"Music is the universal language." How often have we heard the phrase? It's amazing-the power of an oft-repeated, unexamined aphorism. This one in particular, it sounds so, romantic-convincing."
Anyone who's ever listed to traditional music from Asian cultures will know that the line isn't true: somehow what sounds right to their composers sounds totally wrong to ears formed in Western patterns - even if we don't have the training or vocabulary to recognize and describe what's wrong.
So what does this mean in a liturgical / catholic / Catholic context? In short, Gregorian chant is no more the universal musical language than any other. Jesus didn't use it the way we know it - any more than he prescribed sing the Psalms the way the Jewish people did as the only way to worship God.
Personally, I found this part interesting too:
"We Went, We Sang, We Conquered…
During the 19th and 20th centuries, as Western and European Christians went out around the world, ... some even tried to “help” the local music-makers by teaching them to sing in unisonand by encouraging the translation of Western Christian songs into local languages. Current
practice [does not] always demonstrate a value for the God-given musical and artistic resources of the host cultures.

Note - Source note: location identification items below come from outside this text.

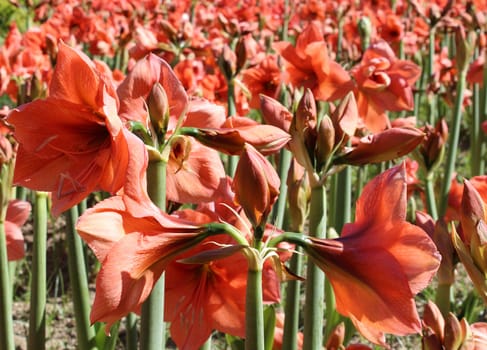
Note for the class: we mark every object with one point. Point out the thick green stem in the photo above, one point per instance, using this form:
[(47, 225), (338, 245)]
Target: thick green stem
[(131, 326), (476, 150), (279, 208), (453, 143), (206, 345), (152, 329), (444, 290), (6, 323), (291, 308), (232, 111), (315, 278), (342, 215), (443, 298), (430, 197), (431, 63), (79, 283), (254, 315), (37, 320)]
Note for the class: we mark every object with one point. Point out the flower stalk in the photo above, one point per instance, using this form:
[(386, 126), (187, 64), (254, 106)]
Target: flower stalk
[(37, 320), (152, 334), (315, 278), (79, 282)]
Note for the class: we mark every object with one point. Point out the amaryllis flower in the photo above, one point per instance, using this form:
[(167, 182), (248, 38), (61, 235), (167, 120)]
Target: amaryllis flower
[(309, 65), (137, 86), (134, 248), (73, 142), (264, 78), (380, 262), (384, 83), (194, 171), (17, 214), (255, 172), (456, 193), (205, 286)]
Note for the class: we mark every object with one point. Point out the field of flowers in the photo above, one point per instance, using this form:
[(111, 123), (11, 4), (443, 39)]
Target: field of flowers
[(249, 174)]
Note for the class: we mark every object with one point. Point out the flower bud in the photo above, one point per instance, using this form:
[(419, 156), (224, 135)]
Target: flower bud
[(158, 106), (236, 132), (325, 141), (386, 145), (256, 185), (275, 113), (298, 194), (465, 45), (345, 119), (433, 146), (456, 332), (365, 31)]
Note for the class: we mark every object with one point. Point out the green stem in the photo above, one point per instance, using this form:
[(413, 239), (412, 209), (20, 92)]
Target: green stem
[(37, 320), (475, 134), (152, 329), (6, 323), (342, 215), (131, 326), (291, 308), (431, 64), (232, 111), (206, 345), (254, 315), (279, 208), (111, 341), (315, 278), (443, 297), (453, 143), (430, 197), (79, 283)]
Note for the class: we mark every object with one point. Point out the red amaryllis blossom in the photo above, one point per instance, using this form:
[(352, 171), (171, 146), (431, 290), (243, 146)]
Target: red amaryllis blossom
[(264, 78), (456, 193), (309, 65), (17, 214), (135, 89), (194, 172), (380, 261), (73, 142), (134, 248), (384, 83)]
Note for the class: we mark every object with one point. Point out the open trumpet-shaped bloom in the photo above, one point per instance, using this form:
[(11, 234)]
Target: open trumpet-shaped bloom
[(384, 83), (133, 250), (308, 65), (73, 142), (380, 261)]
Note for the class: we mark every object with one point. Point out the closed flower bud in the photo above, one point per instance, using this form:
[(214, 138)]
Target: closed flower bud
[(456, 332), (325, 141), (256, 185), (386, 145), (345, 119), (158, 106), (236, 132), (465, 44), (433, 146), (306, 112), (365, 31)]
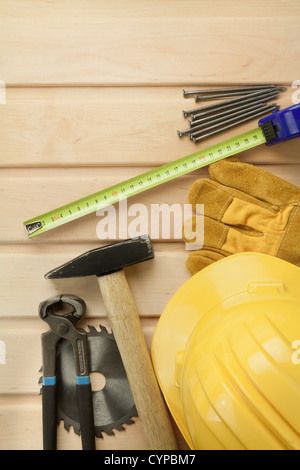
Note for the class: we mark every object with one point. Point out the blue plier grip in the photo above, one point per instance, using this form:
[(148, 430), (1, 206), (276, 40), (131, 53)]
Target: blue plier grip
[(63, 326)]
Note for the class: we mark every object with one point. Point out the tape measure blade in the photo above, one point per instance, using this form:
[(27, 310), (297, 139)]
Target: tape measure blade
[(143, 182)]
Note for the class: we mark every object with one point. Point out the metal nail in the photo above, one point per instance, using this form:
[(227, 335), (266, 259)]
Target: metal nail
[(220, 96), (241, 100), (221, 90), (236, 119), (230, 109), (205, 136), (232, 116)]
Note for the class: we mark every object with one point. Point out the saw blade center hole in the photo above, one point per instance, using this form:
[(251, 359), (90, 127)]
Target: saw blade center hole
[(98, 381)]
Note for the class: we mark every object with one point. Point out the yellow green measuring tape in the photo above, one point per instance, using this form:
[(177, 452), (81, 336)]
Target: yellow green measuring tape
[(274, 128)]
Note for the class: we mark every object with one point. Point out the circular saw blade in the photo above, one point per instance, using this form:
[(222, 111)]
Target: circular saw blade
[(114, 404)]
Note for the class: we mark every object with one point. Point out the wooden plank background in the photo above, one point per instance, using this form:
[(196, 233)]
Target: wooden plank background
[(93, 97)]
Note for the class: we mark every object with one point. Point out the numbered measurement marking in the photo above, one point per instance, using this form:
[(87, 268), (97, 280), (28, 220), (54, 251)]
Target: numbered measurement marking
[(143, 182)]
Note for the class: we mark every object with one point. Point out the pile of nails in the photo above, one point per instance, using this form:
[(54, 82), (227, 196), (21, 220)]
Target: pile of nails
[(245, 104)]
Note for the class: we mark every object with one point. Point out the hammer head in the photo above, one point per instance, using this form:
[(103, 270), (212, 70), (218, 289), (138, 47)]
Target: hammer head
[(106, 260)]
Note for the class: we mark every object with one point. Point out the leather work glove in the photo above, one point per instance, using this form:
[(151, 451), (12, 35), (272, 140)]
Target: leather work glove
[(245, 209)]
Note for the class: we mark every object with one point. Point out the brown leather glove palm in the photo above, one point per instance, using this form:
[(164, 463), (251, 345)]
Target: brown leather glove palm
[(245, 209)]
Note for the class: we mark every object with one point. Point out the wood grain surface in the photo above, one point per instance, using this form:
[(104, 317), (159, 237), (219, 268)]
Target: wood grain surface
[(94, 97)]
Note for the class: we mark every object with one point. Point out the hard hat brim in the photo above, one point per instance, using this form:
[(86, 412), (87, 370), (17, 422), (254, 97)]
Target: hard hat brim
[(243, 273)]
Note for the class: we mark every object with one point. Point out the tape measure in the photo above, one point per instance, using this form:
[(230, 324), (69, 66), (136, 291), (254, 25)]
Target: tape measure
[(277, 127), (143, 182)]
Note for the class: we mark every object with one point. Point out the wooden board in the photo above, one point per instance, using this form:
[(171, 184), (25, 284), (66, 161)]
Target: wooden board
[(94, 96)]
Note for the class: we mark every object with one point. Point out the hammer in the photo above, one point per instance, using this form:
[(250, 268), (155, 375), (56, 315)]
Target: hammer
[(107, 264)]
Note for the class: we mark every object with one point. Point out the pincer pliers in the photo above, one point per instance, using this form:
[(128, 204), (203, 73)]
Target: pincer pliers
[(63, 326)]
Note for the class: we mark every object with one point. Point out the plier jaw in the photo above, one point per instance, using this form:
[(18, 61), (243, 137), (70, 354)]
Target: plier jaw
[(63, 326)]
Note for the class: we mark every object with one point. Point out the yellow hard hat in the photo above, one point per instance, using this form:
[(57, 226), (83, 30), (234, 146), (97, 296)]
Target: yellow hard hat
[(226, 358)]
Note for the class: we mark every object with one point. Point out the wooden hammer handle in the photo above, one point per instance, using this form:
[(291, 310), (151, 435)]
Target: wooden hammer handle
[(126, 326)]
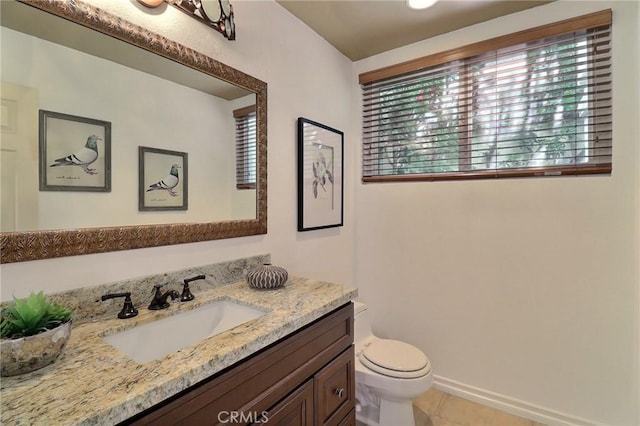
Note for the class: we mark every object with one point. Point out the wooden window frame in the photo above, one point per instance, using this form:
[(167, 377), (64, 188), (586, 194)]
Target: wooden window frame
[(581, 23)]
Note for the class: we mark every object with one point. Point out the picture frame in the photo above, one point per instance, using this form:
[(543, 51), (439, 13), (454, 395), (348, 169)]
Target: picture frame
[(74, 153), (320, 176), (163, 179)]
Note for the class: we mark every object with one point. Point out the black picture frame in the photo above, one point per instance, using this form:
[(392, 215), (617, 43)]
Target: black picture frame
[(74, 153), (320, 176), (158, 170)]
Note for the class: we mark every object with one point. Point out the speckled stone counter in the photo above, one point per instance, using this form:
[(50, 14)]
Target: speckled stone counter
[(93, 383)]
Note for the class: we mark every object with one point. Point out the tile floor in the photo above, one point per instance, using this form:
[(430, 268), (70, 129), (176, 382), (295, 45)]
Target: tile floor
[(436, 408)]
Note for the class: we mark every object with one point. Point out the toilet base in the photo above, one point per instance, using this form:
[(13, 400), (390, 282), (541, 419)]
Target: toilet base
[(389, 413)]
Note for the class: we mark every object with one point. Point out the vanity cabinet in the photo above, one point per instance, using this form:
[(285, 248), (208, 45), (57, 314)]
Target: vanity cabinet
[(305, 378)]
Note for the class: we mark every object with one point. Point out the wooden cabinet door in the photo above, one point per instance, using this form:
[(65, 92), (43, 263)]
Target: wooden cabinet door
[(334, 389), (294, 410)]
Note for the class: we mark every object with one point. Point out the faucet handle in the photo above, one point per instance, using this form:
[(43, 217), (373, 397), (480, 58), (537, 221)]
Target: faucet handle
[(186, 292), (128, 310)]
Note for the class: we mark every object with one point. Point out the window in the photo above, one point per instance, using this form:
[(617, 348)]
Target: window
[(533, 103), (245, 147)]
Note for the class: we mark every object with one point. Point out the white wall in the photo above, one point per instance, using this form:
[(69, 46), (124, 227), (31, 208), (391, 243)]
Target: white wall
[(527, 288), (306, 77)]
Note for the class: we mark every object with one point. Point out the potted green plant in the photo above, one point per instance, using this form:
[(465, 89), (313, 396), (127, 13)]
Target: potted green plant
[(33, 333)]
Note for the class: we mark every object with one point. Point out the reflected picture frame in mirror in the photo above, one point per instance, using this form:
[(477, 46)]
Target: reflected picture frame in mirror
[(44, 244)]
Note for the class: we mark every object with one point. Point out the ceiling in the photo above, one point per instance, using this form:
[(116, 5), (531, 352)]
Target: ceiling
[(363, 28)]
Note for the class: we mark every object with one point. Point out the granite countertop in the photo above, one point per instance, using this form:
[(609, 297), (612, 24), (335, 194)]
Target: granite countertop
[(94, 383)]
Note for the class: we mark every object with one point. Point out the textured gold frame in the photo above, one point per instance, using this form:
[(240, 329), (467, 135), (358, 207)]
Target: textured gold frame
[(34, 245)]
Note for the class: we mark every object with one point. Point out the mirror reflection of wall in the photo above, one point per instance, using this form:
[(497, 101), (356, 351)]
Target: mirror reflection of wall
[(144, 110)]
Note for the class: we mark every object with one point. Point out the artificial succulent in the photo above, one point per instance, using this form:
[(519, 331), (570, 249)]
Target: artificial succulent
[(32, 315)]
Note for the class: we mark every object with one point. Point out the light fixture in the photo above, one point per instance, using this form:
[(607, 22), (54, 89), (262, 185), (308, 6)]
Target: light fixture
[(420, 4), (151, 3), (218, 14)]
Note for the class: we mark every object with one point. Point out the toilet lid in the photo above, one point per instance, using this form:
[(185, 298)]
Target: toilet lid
[(394, 358)]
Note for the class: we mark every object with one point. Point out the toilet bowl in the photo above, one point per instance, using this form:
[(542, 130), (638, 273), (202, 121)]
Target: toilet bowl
[(389, 375)]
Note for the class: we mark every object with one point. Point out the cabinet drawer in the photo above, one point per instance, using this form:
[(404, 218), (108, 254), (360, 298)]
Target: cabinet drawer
[(294, 410), (350, 420), (334, 389)]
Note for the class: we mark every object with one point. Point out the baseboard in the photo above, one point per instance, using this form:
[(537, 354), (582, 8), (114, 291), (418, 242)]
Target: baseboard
[(508, 404)]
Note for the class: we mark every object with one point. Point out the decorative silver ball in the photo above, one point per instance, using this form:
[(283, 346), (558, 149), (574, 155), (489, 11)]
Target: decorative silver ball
[(267, 276)]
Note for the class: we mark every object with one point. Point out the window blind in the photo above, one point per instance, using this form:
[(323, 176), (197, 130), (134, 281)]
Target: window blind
[(539, 107), (245, 147)]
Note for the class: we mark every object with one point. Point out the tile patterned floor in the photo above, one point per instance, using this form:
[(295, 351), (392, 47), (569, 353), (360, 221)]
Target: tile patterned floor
[(436, 408)]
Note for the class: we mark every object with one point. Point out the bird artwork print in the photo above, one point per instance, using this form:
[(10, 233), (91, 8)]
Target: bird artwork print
[(321, 174), (83, 158), (168, 182)]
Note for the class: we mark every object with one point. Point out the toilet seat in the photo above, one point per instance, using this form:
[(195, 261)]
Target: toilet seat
[(395, 359)]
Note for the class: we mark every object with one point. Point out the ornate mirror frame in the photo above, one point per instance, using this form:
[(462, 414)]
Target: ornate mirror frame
[(34, 245)]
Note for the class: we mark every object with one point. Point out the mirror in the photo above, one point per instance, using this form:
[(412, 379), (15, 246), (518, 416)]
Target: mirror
[(183, 105)]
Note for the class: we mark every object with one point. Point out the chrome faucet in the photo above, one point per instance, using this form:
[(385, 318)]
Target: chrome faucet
[(160, 300)]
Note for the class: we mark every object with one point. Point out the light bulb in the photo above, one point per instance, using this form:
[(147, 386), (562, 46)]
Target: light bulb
[(420, 4)]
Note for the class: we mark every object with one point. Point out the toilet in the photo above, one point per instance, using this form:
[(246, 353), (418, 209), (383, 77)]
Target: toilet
[(389, 375)]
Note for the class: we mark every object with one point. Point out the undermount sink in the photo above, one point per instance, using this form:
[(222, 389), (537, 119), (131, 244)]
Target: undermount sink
[(157, 339)]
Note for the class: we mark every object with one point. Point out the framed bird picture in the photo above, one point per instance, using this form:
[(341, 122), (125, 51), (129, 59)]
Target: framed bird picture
[(320, 171), (74, 153), (163, 183)]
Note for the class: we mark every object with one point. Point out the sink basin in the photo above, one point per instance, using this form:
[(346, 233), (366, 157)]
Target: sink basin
[(157, 339)]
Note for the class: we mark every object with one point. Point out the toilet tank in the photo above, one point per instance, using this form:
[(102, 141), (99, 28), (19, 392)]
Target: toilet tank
[(361, 323)]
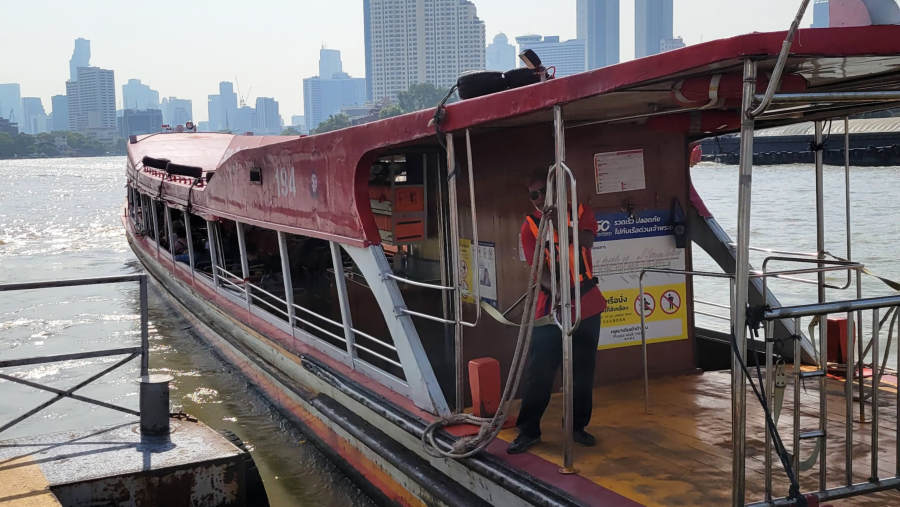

... it never occurred to most Christian workers that just as they were learning new, complex, and “strange-sounding” languages in order to communicate with local people, they also needed to learn to understand the local music systems. Instead, they brought their Bible in one hand and a hymnbook in the other. Often the Bible was translated into the vernacular, but when it came to the hymnbooks, only the words changed (in translation), not the basic musical language of the songs."
I think it's even worse than that:
As well as margnalising the indigenous musical expressions, many of the missionaries weren't actually the best of musicians. So I've met people who were taught to sing Latin hymns that many Catholics regard as treasures of the faith to tunes that Western culture considers trite and disrespectful (eg Kumbayah). I've also met people who think that certain hymns are "traditional African hymns" because those (18th century and out of favour) hymns aren't widely used in European countries any more.